ニュース

「駅ビル・エキナカ」から出る食品残渣、メタン発酵して発電

JFEエンジニアリングとJR東日本グループが共同で

2018/11/14 10:53
工藤宗介=技術ライター
印刷用ページ
食品リサイクルプラント
(出所:Jバイオフードリサイクル)
クリックすると拡大した画像が開きます

 JFEエンジニアリンググループのJバイオフードリサイクル(横浜市)は、本社隣接地で建設を進めてきた食品リサイクルプラントが8月に完成し、11月6日から本格的に食品リサイクル・バイオガス発電事業を開始した。同日、発電式を開催した。

 JR東日本グループの駅ビルやエキナカなどから回収した日量80tの食品廃棄物を微生物により発酵させ、発生するメタンガスを燃料にガスエンジンを稼働して発電する。
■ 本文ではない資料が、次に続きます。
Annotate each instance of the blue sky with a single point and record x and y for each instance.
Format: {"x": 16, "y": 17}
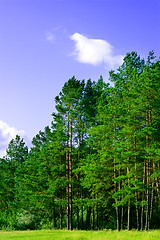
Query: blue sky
{"x": 43, "y": 43}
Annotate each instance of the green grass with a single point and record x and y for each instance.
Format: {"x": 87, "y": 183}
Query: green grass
{"x": 79, "y": 235}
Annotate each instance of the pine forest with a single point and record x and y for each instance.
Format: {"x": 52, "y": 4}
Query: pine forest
{"x": 97, "y": 165}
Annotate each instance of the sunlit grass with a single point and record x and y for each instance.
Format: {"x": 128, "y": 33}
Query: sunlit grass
{"x": 79, "y": 235}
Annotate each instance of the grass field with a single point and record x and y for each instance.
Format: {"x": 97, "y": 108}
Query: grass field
{"x": 79, "y": 235}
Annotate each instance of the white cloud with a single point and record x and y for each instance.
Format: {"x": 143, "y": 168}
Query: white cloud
{"x": 95, "y": 51}
{"x": 7, "y": 133}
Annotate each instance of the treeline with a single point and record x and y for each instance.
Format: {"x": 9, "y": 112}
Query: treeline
{"x": 98, "y": 165}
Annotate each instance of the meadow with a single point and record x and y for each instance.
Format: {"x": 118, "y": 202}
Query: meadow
{"x": 79, "y": 235}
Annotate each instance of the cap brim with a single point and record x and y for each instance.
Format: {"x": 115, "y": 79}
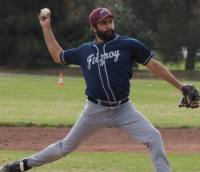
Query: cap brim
{"x": 109, "y": 15}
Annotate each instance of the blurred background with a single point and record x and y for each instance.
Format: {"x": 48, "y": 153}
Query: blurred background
{"x": 171, "y": 29}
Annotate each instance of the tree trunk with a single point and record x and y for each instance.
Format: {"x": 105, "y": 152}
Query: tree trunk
{"x": 190, "y": 60}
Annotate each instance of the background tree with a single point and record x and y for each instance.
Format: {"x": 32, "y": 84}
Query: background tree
{"x": 22, "y": 42}
{"x": 174, "y": 23}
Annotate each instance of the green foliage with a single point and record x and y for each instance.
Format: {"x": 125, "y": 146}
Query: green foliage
{"x": 174, "y": 24}
{"x": 22, "y": 39}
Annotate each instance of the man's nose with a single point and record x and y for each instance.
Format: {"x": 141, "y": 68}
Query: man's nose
{"x": 109, "y": 25}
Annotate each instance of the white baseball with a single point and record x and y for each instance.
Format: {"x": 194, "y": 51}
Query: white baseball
{"x": 45, "y": 12}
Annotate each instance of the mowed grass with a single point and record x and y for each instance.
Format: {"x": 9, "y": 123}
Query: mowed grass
{"x": 107, "y": 162}
{"x": 38, "y": 100}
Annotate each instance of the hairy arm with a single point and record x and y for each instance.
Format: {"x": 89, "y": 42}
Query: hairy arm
{"x": 162, "y": 72}
{"x": 52, "y": 45}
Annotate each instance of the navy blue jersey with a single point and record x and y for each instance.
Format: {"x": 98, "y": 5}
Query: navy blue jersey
{"x": 108, "y": 67}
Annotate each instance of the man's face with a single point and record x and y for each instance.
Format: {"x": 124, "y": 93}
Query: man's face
{"x": 105, "y": 29}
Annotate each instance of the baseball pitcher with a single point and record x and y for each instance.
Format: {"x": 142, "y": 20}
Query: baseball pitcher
{"x": 107, "y": 66}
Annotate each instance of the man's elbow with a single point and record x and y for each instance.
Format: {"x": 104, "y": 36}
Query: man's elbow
{"x": 56, "y": 59}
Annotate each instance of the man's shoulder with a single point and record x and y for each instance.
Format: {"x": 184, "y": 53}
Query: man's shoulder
{"x": 86, "y": 44}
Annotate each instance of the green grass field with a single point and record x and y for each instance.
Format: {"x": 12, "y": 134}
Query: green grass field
{"x": 38, "y": 100}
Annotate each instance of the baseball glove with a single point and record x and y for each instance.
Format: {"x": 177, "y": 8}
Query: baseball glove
{"x": 190, "y": 98}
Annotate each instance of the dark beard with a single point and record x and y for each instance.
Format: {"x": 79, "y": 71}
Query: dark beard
{"x": 104, "y": 36}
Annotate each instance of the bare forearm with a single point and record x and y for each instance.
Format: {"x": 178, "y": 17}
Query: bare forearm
{"x": 53, "y": 46}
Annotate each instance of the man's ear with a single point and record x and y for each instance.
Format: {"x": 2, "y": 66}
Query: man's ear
{"x": 92, "y": 29}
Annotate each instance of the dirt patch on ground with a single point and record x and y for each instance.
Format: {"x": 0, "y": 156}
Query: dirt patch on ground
{"x": 107, "y": 140}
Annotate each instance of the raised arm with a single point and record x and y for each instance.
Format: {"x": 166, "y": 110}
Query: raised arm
{"x": 52, "y": 45}
{"x": 162, "y": 72}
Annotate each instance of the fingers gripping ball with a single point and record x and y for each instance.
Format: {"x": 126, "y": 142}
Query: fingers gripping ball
{"x": 45, "y": 12}
{"x": 190, "y": 98}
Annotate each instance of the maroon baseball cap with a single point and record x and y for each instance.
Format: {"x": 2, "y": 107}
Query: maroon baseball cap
{"x": 99, "y": 14}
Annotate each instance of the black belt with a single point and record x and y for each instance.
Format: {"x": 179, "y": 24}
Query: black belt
{"x": 108, "y": 104}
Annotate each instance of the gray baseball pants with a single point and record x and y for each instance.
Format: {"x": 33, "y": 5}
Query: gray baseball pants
{"x": 94, "y": 118}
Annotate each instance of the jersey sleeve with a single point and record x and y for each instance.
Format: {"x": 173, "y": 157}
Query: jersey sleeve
{"x": 70, "y": 56}
{"x": 141, "y": 53}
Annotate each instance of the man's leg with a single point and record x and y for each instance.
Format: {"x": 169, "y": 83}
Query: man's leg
{"x": 132, "y": 122}
{"x": 90, "y": 122}
{"x": 87, "y": 125}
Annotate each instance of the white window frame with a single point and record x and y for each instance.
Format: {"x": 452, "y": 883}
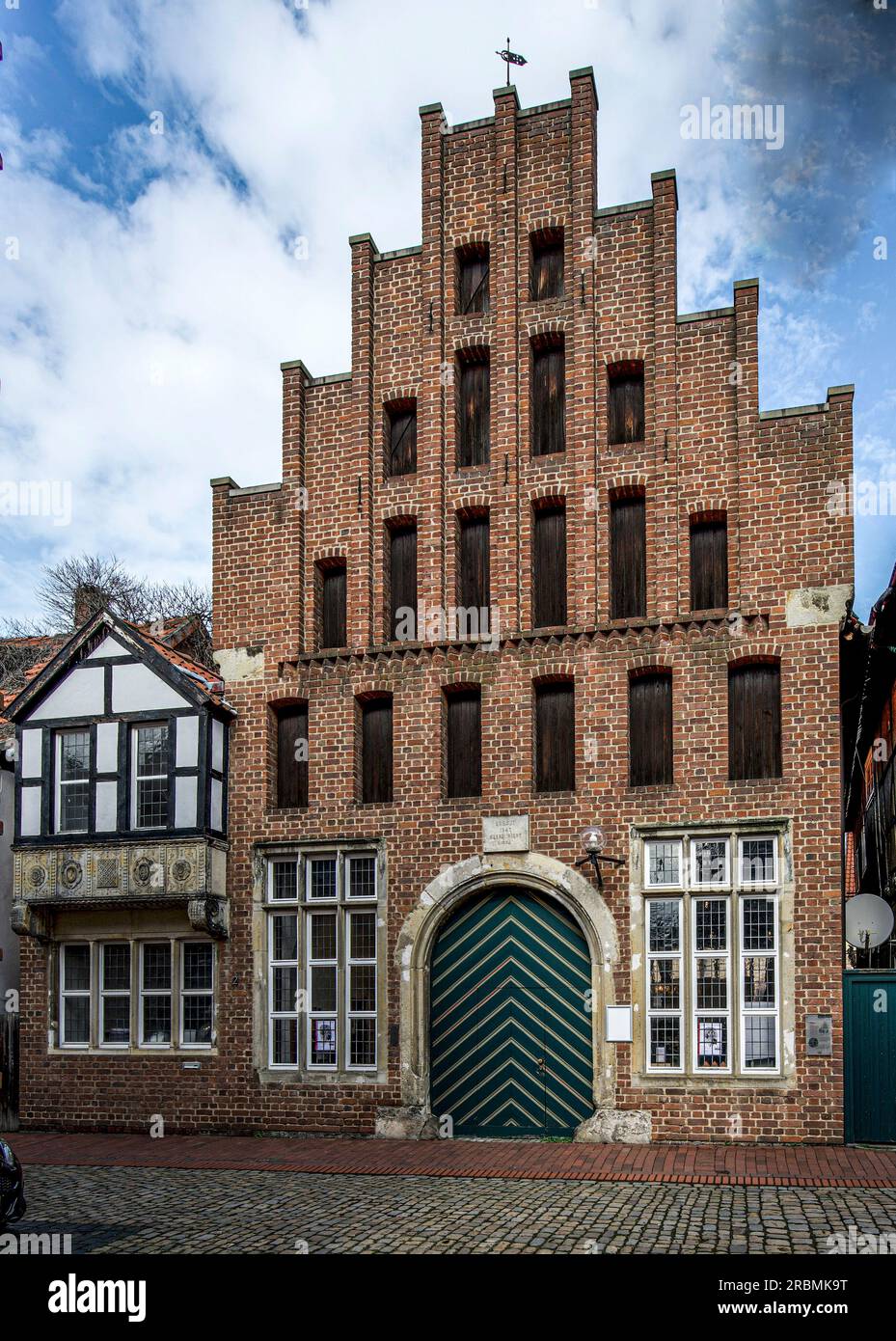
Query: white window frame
{"x": 79, "y": 1045}
{"x": 747, "y": 1011}
{"x": 695, "y": 955}
{"x": 648, "y": 845}
{"x": 70, "y": 782}
{"x": 692, "y": 869}
{"x": 354, "y": 962}
{"x": 658, "y": 1013}
{"x": 103, "y": 993}
{"x": 775, "y": 862}
{"x": 150, "y": 777}
{"x": 154, "y": 991}
{"x": 196, "y": 991}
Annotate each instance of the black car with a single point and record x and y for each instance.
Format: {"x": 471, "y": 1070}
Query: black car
{"x": 13, "y": 1186}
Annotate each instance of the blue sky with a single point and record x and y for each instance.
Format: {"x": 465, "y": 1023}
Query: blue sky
{"x": 154, "y": 287}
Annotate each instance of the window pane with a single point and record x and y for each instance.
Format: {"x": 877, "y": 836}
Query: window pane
{"x": 285, "y": 1042}
{"x": 198, "y": 966}
{"x": 157, "y": 967}
{"x": 323, "y": 939}
{"x": 323, "y": 987}
{"x": 285, "y": 884}
{"x": 665, "y": 984}
{"x": 759, "y": 1041}
{"x": 323, "y": 1042}
{"x": 665, "y": 924}
{"x": 665, "y": 1042}
{"x": 116, "y": 1020}
{"x": 363, "y": 1042}
{"x": 363, "y": 877}
{"x": 711, "y": 983}
{"x": 157, "y": 1020}
{"x": 711, "y": 924}
{"x": 758, "y": 924}
{"x": 285, "y": 986}
{"x": 758, "y": 980}
{"x": 363, "y": 987}
{"x": 713, "y": 1042}
{"x": 285, "y": 936}
{"x": 198, "y": 1020}
{"x": 76, "y": 969}
{"x": 364, "y": 936}
{"x": 117, "y": 967}
{"x": 76, "y": 1020}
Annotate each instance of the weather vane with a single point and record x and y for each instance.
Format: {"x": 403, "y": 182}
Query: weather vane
{"x": 510, "y": 58}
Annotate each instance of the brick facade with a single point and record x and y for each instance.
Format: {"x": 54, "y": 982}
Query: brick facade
{"x": 707, "y": 448}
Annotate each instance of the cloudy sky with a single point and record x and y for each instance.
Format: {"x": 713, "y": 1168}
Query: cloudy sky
{"x": 151, "y": 283}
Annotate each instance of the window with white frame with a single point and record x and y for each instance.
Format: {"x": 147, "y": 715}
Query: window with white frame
{"x": 149, "y": 776}
{"x": 137, "y": 994}
{"x": 718, "y": 918}
{"x": 322, "y": 960}
{"x": 72, "y": 782}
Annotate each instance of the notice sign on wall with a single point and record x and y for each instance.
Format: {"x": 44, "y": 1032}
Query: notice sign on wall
{"x": 504, "y": 833}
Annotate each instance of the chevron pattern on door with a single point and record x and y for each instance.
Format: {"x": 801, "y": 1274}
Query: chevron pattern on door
{"x": 510, "y": 1038}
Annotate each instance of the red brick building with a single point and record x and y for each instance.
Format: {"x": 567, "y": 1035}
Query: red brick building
{"x": 532, "y": 429}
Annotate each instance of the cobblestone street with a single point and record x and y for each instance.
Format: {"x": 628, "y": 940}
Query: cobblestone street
{"x": 162, "y": 1210}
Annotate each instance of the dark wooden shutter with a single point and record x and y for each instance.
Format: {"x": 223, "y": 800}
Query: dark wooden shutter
{"x": 333, "y": 606}
{"x": 291, "y": 773}
{"x": 473, "y": 563}
{"x": 376, "y": 750}
{"x": 549, "y": 567}
{"x": 708, "y": 564}
{"x": 555, "y": 738}
{"x": 549, "y": 399}
{"x": 627, "y": 408}
{"x": 628, "y": 558}
{"x": 754, "y": 721}
{"x": 548, "y": 270}
{"x": 651, "y": 729}
{"x": 401, "y": 423}
{"x": 402, "y": 574}
{"x": 474, "y": 413}
{"x": 463, "y": 745}
{"x": 473, "y": 281}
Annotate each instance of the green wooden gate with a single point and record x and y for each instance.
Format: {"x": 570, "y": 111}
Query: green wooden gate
{"x": 869, "y": 1052}
{"x": 510, "y": 1037}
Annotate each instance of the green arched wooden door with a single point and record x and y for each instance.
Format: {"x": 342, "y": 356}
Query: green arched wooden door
{"x": 510, "y": 1032}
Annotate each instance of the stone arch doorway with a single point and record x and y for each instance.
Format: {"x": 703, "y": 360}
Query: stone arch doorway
{"x": 530, "y": 873}
{"x": 510, "y": 1018}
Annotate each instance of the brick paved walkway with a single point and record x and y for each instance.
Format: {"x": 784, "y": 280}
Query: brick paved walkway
{"x": 778, "y": 1165}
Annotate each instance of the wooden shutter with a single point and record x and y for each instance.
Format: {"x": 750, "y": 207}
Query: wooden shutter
{"x": 463, "y": 743}
{"x": 627, "y": 408}
{"x": 548, "y": 270}
{"x": 473, "y": 282}
{"x": 754, "y": 721}
{"x": 474, "y": 563}
{"x": 555, "y": 738}
{"x": 333, "y": 633}
{"x": 402, "y": 439}
{"x": 291, "y": 773}
{"x": 549, "y": 567}
{"x": 708, "y": 564}
{"x": 474, "y": 413}
{"x": 549, "y": 399}
{"x": 376, "y": 750}
{"x": 651, "y": 729}
{"x": 628, "y": 558}
{"x": 402, "y": 574}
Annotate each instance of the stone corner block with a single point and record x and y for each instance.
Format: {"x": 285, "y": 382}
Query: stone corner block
{"x": 624, "y": 1127}
{"x": 405, "y": 1124}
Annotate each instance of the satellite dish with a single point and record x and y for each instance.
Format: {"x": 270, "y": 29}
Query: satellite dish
{"x": 869, "y": 921}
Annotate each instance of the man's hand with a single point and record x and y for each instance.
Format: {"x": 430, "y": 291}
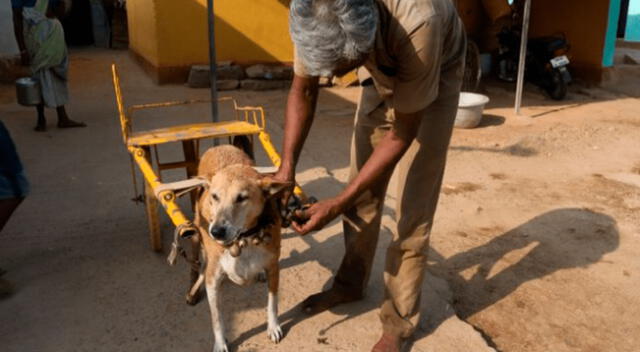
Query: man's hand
{"x": 284, "y": 175}
{"x": 318, "y": 215}
{"x": 25, "y": 60}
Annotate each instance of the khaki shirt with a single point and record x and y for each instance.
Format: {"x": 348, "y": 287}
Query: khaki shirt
{"x": 415, "y": 41}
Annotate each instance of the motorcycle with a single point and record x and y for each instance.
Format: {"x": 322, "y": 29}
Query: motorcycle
{"x": 546, "y": 62}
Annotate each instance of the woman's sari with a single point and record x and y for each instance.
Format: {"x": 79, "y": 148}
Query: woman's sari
{"x": 44, "y": 38}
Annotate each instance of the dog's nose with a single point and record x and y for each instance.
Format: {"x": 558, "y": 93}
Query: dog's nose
{"x": 218, "y": 232}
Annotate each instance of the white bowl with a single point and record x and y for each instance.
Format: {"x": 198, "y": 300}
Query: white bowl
{"x": 470, "y": 107}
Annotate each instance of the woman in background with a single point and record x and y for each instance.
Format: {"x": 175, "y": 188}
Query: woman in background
{"x": 40, "y": 38}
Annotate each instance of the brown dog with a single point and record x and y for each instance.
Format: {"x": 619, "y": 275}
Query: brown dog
{"x": 239, "y": 228}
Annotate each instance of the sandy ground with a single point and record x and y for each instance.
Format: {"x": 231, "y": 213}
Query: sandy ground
{"x": 534, "y": 246}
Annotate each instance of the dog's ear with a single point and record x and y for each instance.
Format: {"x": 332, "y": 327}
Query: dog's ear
{"x": 204, "y": 186}
{"x": 273, "y": 188}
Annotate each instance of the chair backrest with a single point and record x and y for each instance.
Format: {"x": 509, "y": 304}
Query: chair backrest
{"x": 125, "y": 123}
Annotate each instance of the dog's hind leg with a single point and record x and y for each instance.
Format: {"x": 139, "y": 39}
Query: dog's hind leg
{"x": 197, "y": 266}
{"x": 273, "y": 326}
{"x": 213, "y": 291}
{"x": 193, "y": 296}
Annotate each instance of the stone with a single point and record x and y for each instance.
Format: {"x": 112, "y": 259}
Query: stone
{"x": 256, "y": 84}
{"x": 229, "y": 72}
{"x": 269, "y": 72}
{"x": 198, "y": 77}
{"x": 227, "y": 84}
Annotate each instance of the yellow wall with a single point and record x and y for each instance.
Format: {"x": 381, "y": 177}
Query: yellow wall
{"x": 142, "y": 29}
{"x": 170, "y": 33}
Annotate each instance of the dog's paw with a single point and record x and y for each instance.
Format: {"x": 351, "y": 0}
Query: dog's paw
{"x": 220, "y": 347}
{"x": 275, "y": 333}
{"x": 193, "y": 300}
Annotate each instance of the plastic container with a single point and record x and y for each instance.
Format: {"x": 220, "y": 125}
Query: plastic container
{"x": 28, "y": 91}
{"x": 470, "y": 107}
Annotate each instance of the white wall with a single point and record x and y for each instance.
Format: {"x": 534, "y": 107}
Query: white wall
{"x": 8, "y": 44}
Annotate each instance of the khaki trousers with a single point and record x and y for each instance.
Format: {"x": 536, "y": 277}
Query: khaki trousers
{"x": 420, "y": 174}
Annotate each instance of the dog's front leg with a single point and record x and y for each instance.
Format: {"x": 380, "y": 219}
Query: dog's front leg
{"x": 273, "y": 326}
{"x": 213, "y": 292}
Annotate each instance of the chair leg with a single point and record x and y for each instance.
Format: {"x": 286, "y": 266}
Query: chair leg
{"x": 191, "y": 157}
{"x": 151, "y": 208}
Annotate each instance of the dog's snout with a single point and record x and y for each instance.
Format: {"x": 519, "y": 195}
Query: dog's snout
{"x": 218, "y": 232}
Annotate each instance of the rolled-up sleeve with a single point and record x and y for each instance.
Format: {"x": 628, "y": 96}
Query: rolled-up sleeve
{"x": 298, "y": 66}
{"x": 419, "y": 59}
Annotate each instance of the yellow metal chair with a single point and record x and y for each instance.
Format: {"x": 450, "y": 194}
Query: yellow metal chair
{"x": 247, "y": 121}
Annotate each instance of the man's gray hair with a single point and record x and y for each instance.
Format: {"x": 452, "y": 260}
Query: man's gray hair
{"x": 329, "y": 32}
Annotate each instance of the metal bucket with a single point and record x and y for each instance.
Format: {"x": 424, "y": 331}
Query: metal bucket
{"x": 28, "y": 91}
{"x": 470, "y": 107}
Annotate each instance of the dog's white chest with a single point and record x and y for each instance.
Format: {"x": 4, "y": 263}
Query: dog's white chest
{"x": 244, "y": 268}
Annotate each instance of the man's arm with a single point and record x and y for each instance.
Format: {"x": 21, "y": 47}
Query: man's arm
{"x": 301, "y": 105}
{"x": 18, "y": 31}
{"x": 384, "y": 157}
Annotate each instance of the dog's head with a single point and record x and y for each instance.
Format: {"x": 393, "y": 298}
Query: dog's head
{"x": 234, "y": 199}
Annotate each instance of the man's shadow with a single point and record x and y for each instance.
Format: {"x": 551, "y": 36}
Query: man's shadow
{"x": 559, "y": 239}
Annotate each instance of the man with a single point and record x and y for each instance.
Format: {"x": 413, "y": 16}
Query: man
{"x": 40, "y": 38}
{"x": 413, "y": 57}
{"x": 14, "y": 187}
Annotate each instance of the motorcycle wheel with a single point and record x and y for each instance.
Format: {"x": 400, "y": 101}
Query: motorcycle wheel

定格出力は1.8MW、年間発電量は約1万1000MWhを見込み、これは約3000世帯分に相当する。

 ボイラー製造およびEPC(設計・調達・施工)はJFEエンジニアリングが担当した。発電した電力の約1割を食品リサイクルプラントなど施設全体の稼働に使い、残りを固定価格買取制度(FIT)を活用してJFEエンジニアリング100%子会社の電力小売会社であるアーバンエナジー(横浜市)に売電する。売電単価は39円/kWh。

 Jバイオフードリサイクルは、JFEエンジニアリンググループとJR東日本東日本グループが2016年に共同設立した。資本金は6000万円で、出資比率はJFEエンジニアリングが10%、JFE環境が56%、東日本旅客鉄道(JR東日本)が17%、東日本環境アクセスが17%。